Utente
Buonasera,gentilissimi dottori. Ho 21 anni.
Avrei dei quesiti da porvi,prima però vi racconterò in breve la mia storia.
A 18 anni dopo diversi anni di dolori,mi è stata diagnosticata l'endometriosi mediante laparoscopia diagnostica diventata poi operativa.Purtroppo non è stata eseguita in un centro specializzato.Nalla cartella clinica non ci sono grandi informazioni,a parte che è stato eliminato un endometrioma di 3cm nell'ovaio sinistro,ricanalizzato le tube,tolto focolai di endometriosi diffusa nella pelvi e nel douglas,e "scollato le aderenze".A voce mi è stato detto che le aderenze riguardavano l'ovaio sn tuba sn attaccati alla vescica.
A distanza di 3 anni,cure ormonali,dolori mai passati e visite da medici non specializzati ho deciso di rivolgermi a Verona..

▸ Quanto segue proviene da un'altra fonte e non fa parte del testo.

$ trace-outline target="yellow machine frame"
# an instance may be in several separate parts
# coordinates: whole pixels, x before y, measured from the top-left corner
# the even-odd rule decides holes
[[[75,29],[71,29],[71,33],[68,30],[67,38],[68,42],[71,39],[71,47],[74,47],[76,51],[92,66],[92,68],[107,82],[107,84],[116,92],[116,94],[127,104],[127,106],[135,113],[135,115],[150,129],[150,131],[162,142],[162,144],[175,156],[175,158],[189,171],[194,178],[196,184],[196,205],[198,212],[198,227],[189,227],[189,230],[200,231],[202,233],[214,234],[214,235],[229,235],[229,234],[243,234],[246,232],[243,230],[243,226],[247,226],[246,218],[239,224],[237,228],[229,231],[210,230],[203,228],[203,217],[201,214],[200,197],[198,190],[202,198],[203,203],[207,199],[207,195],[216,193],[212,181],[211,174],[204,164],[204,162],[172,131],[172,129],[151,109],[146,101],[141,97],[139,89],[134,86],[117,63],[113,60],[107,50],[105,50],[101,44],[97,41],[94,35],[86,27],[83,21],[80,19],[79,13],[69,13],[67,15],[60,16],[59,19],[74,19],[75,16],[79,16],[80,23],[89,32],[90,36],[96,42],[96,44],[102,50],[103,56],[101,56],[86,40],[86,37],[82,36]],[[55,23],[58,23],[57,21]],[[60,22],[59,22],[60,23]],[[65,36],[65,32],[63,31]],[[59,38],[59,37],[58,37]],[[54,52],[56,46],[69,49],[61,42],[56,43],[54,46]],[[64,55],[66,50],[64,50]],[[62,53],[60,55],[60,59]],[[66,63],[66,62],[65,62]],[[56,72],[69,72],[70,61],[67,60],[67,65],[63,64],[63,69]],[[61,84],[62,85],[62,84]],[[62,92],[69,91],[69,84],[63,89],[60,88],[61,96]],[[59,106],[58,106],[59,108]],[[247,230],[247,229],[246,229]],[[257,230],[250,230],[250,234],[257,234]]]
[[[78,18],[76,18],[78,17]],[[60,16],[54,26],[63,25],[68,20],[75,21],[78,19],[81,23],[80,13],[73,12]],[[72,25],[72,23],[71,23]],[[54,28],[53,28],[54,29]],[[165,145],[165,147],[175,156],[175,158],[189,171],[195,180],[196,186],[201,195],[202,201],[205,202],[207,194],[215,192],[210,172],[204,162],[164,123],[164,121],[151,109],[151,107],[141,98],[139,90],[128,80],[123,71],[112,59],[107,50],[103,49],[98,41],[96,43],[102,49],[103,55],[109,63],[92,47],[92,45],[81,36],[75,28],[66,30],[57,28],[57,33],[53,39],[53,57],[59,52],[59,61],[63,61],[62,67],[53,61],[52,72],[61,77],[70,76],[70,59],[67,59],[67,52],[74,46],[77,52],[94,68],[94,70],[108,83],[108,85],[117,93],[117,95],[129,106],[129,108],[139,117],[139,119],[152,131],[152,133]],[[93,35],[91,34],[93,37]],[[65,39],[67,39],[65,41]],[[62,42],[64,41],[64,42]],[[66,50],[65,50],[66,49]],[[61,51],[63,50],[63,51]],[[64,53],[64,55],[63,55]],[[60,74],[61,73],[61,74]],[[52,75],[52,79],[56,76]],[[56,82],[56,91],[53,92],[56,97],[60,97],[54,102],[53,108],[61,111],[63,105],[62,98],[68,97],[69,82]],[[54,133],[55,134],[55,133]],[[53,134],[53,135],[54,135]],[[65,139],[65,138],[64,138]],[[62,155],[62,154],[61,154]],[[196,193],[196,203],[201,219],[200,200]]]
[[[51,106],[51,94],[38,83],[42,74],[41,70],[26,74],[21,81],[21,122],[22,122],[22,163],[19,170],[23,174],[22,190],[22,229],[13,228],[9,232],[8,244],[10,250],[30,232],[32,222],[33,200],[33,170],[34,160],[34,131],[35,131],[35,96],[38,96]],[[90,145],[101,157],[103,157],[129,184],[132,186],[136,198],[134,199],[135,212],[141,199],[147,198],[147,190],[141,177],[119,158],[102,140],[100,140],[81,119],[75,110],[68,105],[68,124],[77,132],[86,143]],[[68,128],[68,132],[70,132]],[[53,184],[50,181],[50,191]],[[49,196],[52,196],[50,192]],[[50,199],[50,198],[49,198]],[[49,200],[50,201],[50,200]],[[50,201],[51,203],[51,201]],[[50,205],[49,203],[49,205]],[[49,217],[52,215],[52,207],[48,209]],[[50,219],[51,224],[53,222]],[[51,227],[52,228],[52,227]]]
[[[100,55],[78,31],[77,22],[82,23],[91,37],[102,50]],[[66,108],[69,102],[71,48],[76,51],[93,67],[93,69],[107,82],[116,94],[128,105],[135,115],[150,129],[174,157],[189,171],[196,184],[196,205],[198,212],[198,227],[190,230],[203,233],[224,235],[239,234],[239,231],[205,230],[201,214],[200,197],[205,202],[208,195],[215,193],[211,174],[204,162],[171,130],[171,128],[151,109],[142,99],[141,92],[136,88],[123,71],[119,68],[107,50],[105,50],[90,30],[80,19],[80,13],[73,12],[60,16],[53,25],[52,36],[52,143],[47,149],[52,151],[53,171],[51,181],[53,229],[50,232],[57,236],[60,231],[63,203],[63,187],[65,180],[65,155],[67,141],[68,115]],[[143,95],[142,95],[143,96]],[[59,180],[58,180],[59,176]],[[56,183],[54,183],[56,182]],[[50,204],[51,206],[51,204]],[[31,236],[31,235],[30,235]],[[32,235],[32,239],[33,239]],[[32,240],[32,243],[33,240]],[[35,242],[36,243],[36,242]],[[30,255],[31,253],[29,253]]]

Ho fatto clisma opaco e eco ureteri tutto ok.
Dall'ecografia pelvica trans-vaginale,è stata rilevato un endometrioma di 1 cm nell'ovaio destro,ed è emerso che l'ovaio sinistro è a metà. Evidentemente è stato tolta una parte insieme alla ciste,ma questo non è di certo scritto nella cartella clinica,l'ho scoperto dopo 3 anni.
Il problema è questo: dall'eco è emersa la presenza di una falda fluida finemente corpuscolata di 3x1 cm. Alla visita manuale il prof. ha rilevato un nodulo nel duoglas di 3 cm.
Purtroppo ero un po' scossa dalle novità,e non ho posto le domande che avrei dovuto nonostante la gentilezza di tutto lo staff medico dell'ospedale. Sono sorte una volta che ho realizzato la situazione e rientrata a casa. Le domande sono queste :
1) che significato ha esattamente "falda fluida finemente corpuscolata"?
2)cosa si intende per nodulo di endometriosi piuttosto che cisti,e che tipo di "gravità" ha se così possiamo definirla?
In attesa dell'intervento fissato per luglio,mi è stato prescritto per due mesi Enantone 3.75 per verificare l'andamento della sintomatologia,aimè fortemente presente.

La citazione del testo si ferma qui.